After 96 weeks of therapy limb fat levels had increased by approximately 25% in patients treated with Kivexa (abacavir and 3TC) and by 21% in patients taking Truvada (tenofovir and FTC). 

These results provide reassurance that the nucleoside/nucleotide backbones used in modern HIV therapy do not cause the fat loss, or lipoatrophy associated with the older drugs, d4T (stavudine, Zerit) and AZT (zidovudine, Retrovir).

Visceral fat gain – accumulation of fat around the organs – was somewhat more likely to occur with atazanavir (Reyataz) rather than efavirenz (Sustiva, also in the combination pill Atripla), and was associated with baseline obesity.

The study involved 269 HIV-positive patients enrolled in the ACTG A5224s study. All were starting HIV therapy for the first time. They were treated with open-label ritonavir-boosted atazanavir or efavirenz, which was used in combination with blinded Kivexa or Truvada.

Both DEXA and CT scans were used to assess changes in limb and visceral fat.

Recruitment to the study took place between 2005 and 2007, and 96-week follow-up data were published by the investigators.

Most of the patients (85%) were male and 47% were white. The median age at baseline was 38 years, and median body mass index at this time was 24.9 kg/m2. Median limb fat was 7.4 kg, median trunk fat was 9.4 kg, and median visceral adipose tissue was 84.1 cm2.

At the time HIV therapy was started, the patients had a median CD4 cell count of 233 cells/mm3 and median viral load was 4.6 log10 copies/ml.

Lipoatrophy was defined as fat loss of at least 10% after 96 weeks. It was diagnosed in 18% of patients treated with Kivexa and 15% of patients taking Truvada.

Fat loss of 20% of greater from the limbs occurred in approximately 5% of patients.

The investigators note that this prevalence of fat loss was significantly lower than the 50%-70% seen among patients treated with d4T or AZT.

Moreover, DEXA scans showed that overall limb fat had increased by 1.66 kg or 25% in patients taking Kivexa, and by 1.11 kg or 21% among Truvada-treated patients.

Limb fat changes were significantly greater for patients taking ritonavir-boosted atazanavir than for those treated with efavirenz.

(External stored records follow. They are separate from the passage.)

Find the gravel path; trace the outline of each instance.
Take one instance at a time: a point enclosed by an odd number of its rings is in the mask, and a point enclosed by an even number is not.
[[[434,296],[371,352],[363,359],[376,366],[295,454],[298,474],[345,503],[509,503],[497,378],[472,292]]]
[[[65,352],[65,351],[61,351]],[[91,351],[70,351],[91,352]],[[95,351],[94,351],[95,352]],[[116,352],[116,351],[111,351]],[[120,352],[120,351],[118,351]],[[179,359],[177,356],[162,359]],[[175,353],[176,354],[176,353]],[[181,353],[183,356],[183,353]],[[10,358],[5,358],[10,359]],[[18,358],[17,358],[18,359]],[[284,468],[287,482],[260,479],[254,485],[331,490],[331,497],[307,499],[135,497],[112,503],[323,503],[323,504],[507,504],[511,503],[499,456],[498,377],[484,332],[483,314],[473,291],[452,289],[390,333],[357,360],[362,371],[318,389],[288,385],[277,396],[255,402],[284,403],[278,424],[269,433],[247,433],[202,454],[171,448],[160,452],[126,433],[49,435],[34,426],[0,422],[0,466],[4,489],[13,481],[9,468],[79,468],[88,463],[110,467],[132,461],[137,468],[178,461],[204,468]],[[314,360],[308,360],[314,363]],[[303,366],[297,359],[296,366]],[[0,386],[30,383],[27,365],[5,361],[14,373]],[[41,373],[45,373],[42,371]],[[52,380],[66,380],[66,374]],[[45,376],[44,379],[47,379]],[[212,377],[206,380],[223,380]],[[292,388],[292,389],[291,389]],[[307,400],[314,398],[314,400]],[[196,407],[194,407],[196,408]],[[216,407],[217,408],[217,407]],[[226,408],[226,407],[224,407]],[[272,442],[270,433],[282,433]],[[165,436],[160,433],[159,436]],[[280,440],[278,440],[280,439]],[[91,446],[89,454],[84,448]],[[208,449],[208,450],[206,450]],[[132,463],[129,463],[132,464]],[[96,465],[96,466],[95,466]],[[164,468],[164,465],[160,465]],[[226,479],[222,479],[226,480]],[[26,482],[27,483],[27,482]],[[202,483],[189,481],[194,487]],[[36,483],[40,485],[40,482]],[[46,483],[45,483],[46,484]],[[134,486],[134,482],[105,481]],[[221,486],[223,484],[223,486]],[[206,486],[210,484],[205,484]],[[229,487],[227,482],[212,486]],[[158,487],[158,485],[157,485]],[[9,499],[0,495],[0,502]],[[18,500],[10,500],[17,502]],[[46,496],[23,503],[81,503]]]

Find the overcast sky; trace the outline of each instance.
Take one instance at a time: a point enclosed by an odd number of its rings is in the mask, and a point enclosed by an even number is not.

The estimated overall increased in trunk fat at week 96 was 1.83 kg or 28%, with similar gains seen in the Kivexa- and Truvada-treated patients.

Greater gains in trunk fat were however seen in patients taking atazanavir-ritonavir than in those treated with efavirenz (2.42 kg, 37% vs. 1.33 kg, 21%).

Neither Kivexa nor Truvada were associated with gains in visceral fat. However, slightly larger increases in visceral fat were seen in patients taking atazanavir than among individuals treated with efavirenz (30% vs. 15%).

Therapy with atazanavir-ritonavir was associated with greater increases in BMI than treatment with efavirenz (p = 0.022).

A higher baseline viral load was associated with significantly greater increases in limb fat (p < 0.001). The investigators suggest that this is consistent with limb-fat gains being “mediated by the return-to-health phenomenon.” Older age was associated with significantly greater losses in limb fat. (p = 0.02).

Higher baseline BMI was associated with increases in visceral fat. The investigators suggest “this could be linked to the enhanced inflammation associated with obesity.”

The authors conclude “very few subjects in any study arm met [the] criterion for lipoatrophy.” They suggest “studies aimed at better understanding and preventing lipohypertrophy after ART initiation are needed.”